Andrew Niccol, IN TIME

USA, 2011. Con Matt Bomer, Johnny Galecki, Vincent Kartheiser, Cillian Murphy, Alex Pettyfer, Amanda Seyfried, Justin Timberlake, Olivia Wilde

In un futuro di ghetti contrapposti a quartieri privilegiati e altolocati, separati da vari settori con livelli di vita differenziati, Will Salas, appartenente ai ceti meno abbienti, dotato di soli 25 anni di vita come gli altri sottoproletari di questa società in cui il tempo di vita costituisce la risorsa economica fondamentale e opera come valore di scambio e moneta, riceve in regalo da un suicida delle classi alte un secolo di vita. Si trasferisce nei quartieri benestanti, ma la polizia, ritenendolo un omicida, lo insegue. Rapita la figlia di un miliardario appartenente alla casta di coloro che, possedendo risorse elevate, hanno potuto comprare tempo di vita potenzialmente illimitato, dopo una serie di inseguimenti e avventure, riesce a smantellare il sistema iniquo e a mettere in atto una rivoluzione del tempo che ridistribuirà in modo più giusto il benessere materiale, ergo, in questo caso in cui crónos coincide con la valuta, anche esistenziale.

Di Niccol ci avevano già persuaso positivamente GATTACA (1996) e SIMONE (2002). Ci è piaciuto anche questo IN TIME; e discordiamo dalle critiche piuttosto tiepide che l'hanno accolto all'uscita nelle sale.

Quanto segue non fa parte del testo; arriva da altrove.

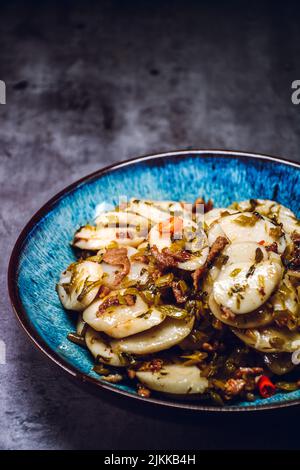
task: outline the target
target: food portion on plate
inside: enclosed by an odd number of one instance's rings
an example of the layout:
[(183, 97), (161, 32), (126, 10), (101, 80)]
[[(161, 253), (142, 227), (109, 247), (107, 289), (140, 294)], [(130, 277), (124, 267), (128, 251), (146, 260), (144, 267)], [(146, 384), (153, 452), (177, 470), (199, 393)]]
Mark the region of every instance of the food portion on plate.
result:
[[(218, 405), (300, 388), (300, 221), (270, 200), (131, 199), (74, 235), (68, 338), (94, 372)], [(78, 318), (77, 318), (78, 317)]]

Se di allegoria forse facile si tratta, come osserva per esempio la recensione del "Guardian" [1], è vero però che ribadisce l'andamento distopico cui rimanda il termine reale, l'aspetto cioè orientato verso la contemporaneità di ineguaglianze globalizzate in cui viviamo, insomma la componente presente, che come sempre nella fantascienza impegnata è l'obiettivo del discorso critico insito nell'immaginario spostato nel futuro.

L'idea del tempo in quanto valuta sembra una metafora classica del capitalismo, rappresentata tramite una mutazione cibernetica del corpo umano, per cui il cronometro a ritroso, indicante quanto resta prima del decesso, è leggibile sull'avambraccio; e si trasforma in metastasi per l'angoscia e l'insicurezza da baumaniana società liquida che tale meccanismo biomeccanico provoca tra i diseredati, condannati a mancare non solo di un corso di esistenza adeguato a realizzare qualcosa di profondamente sentito, ma anche all'indigenza e a una quotidianità grama.

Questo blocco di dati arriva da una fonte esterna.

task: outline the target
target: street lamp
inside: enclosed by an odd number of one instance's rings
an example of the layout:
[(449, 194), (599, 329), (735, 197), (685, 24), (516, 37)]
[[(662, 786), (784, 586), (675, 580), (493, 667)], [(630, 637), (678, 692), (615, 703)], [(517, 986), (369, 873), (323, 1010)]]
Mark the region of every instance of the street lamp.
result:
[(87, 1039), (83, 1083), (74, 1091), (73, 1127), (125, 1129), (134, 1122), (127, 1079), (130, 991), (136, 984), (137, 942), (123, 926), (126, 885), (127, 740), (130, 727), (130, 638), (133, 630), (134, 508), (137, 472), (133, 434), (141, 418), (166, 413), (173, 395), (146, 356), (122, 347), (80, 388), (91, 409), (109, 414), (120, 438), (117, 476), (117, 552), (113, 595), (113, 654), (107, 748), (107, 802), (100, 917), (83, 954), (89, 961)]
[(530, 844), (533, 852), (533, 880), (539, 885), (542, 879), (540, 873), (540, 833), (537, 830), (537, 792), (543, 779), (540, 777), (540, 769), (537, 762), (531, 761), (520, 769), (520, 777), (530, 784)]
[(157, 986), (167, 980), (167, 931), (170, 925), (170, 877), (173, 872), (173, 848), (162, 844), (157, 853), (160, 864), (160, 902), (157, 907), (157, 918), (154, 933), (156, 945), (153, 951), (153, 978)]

La parte spettacolare, chiamiamola così, ci ha interessato perché ha un suo realismo non esagerato da effetti speciali troppo pronunciati, controcorrente dunque rispetto a quelli oggi così comuni e ripetitivi nel cinema fantastico.

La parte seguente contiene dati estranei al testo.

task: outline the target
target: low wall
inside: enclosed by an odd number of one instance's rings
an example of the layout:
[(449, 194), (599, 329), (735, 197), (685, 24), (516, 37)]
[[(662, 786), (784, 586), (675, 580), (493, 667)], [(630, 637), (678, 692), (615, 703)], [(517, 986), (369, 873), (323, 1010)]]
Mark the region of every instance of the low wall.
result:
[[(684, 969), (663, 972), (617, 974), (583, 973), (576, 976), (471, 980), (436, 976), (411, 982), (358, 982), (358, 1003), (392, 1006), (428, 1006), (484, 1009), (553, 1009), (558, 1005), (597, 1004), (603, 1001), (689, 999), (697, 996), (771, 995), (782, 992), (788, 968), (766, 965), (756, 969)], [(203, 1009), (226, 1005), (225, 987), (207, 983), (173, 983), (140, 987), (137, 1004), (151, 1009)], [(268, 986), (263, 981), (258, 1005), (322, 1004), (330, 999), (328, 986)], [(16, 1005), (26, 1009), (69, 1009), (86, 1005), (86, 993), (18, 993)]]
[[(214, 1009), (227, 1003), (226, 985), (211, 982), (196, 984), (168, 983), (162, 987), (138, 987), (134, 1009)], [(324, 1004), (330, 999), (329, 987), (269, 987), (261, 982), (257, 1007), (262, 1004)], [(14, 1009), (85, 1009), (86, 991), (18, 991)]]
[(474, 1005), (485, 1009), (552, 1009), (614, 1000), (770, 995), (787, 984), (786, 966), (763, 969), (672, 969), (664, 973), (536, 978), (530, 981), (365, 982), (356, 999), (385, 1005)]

Gli scenari sono ben scelti e fotografati con un'estetica dello spazio dilatato in luoghi di Los Angeles, dove è stata girata la pellicola: sia il ghetto ambientato in periferie industriali allucinate; come pure i quartieri alti, i palazzi sontuosi ma razionalisticamente architettati e le quadrature ampie e asettiche della buona società esclusiva ed escludente.